Axial and sagittal reformatted CT images show a well circumscribe lytic lesion in the body of the thoracic spine with a "polka-dot" pattern (best appreciated on the axial image).

Facts: Spinal Hemangioma
  • Most common benign lesions with a vascular origin
  • In the spine, they are usually cavernous or mixed types
  • Most common location = thoracolumbar or lumbar spine
  • Can be seen in any age but most common after 40 years
  • Mostly asymptomatic but can rarely cause compression fracture, spinal cord compression or nerve root encroachment
Imaging Findings
  • Well circumscribe lytic lesion
  • Internal thickened trabeculae (seen as "polka-dot" on axial view and vertical striation on reformations)
  • On MRI, hemangiomas are hyperintense on both T1WI (likely due to fat component) and T2WI, with enhancement
Reference:
Herkowitz HN, Bell GR. The Lumbar Spine, 3rd edition, 2004.

May 6, 2010

Sphenoid Sinus Mucocele

Fig. 1: Axial unenhanced CT image shows opacification of the left sphenoid sinus due to a mass (arrow) causing slight expansion of the sinus. Some parts of the sinus wall are thin and some are thick.
Fig. 2: Coronal T2W GRE MR image show the mass to be very hyperintense. There was no contrast enhancement (image not shown).
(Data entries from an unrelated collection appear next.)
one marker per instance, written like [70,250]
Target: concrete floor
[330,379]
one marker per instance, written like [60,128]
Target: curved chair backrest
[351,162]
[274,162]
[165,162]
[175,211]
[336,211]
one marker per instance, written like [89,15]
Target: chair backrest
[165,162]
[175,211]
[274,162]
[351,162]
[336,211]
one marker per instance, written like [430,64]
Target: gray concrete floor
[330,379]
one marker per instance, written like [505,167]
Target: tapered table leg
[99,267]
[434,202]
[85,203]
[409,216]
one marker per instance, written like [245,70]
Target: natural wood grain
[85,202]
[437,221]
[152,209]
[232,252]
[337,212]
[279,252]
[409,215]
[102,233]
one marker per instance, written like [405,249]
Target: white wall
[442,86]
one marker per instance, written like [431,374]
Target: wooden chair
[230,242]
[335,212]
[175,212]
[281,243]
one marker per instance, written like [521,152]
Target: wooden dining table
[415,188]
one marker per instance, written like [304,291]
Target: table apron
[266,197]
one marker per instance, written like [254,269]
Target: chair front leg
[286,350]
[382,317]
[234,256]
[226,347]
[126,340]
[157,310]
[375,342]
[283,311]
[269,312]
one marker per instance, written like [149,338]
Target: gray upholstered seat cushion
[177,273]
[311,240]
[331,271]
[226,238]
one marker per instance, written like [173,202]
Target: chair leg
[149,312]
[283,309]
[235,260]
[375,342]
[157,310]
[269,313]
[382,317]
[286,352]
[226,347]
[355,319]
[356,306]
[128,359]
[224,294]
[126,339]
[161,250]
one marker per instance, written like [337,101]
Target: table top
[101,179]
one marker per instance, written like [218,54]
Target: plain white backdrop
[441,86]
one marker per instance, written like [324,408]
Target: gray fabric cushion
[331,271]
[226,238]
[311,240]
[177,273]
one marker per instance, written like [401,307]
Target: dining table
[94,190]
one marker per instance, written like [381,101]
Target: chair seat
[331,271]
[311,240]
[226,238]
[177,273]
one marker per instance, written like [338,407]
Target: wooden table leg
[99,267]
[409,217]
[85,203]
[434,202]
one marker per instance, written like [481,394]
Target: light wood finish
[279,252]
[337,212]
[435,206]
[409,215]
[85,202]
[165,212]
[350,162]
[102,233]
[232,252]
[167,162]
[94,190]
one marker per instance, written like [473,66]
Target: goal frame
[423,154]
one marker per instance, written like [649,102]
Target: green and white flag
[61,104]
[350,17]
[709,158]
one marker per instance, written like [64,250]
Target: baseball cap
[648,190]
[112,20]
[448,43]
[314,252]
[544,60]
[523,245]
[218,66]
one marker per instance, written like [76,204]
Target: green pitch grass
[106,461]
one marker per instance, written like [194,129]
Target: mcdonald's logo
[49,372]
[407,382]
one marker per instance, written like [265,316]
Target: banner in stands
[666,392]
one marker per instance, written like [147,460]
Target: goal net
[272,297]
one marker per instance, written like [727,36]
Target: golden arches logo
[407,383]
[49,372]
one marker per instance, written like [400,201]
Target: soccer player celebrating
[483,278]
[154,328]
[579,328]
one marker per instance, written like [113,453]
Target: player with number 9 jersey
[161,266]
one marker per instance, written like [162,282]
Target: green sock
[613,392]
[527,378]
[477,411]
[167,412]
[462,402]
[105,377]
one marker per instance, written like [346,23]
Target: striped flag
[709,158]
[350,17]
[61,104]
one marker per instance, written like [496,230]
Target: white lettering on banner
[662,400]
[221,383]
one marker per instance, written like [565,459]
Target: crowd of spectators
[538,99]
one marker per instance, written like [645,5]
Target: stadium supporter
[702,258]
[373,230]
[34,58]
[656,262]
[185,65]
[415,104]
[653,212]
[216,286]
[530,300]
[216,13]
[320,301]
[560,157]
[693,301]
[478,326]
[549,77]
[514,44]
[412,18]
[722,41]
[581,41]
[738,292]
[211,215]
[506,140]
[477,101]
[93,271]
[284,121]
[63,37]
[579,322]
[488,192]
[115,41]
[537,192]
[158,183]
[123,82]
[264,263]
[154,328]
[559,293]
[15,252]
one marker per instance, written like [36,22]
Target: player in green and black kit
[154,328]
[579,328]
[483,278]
Facts: Mucocele of Paranasal Sinus
  • Most common expansile lesions of the paranasal sinuses
  • Most common location = frontal, ethmoid
  • Chronic, cystic lesion of the paranasal sinuses, lined by respiratory epithelium
  • Results of obstruction of sinus ostium, causing accumulation of secretions into an expanding mass
  • Contents are sterile. If it becomes infected, it is called mucopyocele
  • Can be seen in any age group, commonly relapsed
Imaging Findings
  • Complete sinus opacification
  • Bone remodeling, expansion and thinning/thickening of the wall
  • On fluid-sensitive MR sequence, it is very bright
  • Differential diagnosis: mucus retention cyst (usually not filled the whole sinus and no expansion), polyp (common in nasal cavity)

Reference
Rollers CA. Mucocele of the paranasal sinuses. Available at URL: http://www.bcm.edu/oto/grand/05252000.html

May 3, 2010

Primary CNS Lymphoma (PCNSL)


Axial T2W and postcontrast T1W MR images show two enhancing intra-axial masses (arrowheads) in the right cerebral hemisphere, involving the deep white matter. The frontal lobe mass crosses the midline at the corpus callosum (arrow), and is in contact with the ependyma.

Facts: PCNSL
  • Rare, 1% of all primary brain tumors
  • Incidence is rising in both HIV and non-HIV groups
  • Uncertain origin because the CNS does not have endogenous lymphoid tissue or lymphatic circulation
  • Three populations at risk: organ transplant recipients, patients with congenital immunodeficiency syndromes and AIDS/other immunodeficiency
Imaging
  • Masses in deep gray matter structures, periventricular region and corpus callosum
  • Up to 75% of masses are in contact with ependyma
  • Enhancing homogeneously
  • Some surrounding edema but less pronounced than gliomas or metastasis
  • Do not calcify, rarely hemorrhage
  • Imaging differential diagnosis: glioblastoma, metastasis, sarcoidosis

Our case: primary CNS lymphoma, non-Hodgkin type, in a non AIDS patient.

Reference:
Atlas SW. Magnetic Resonance Imaging of the Brain and Spine, Volume 1, 4th edition, 2008.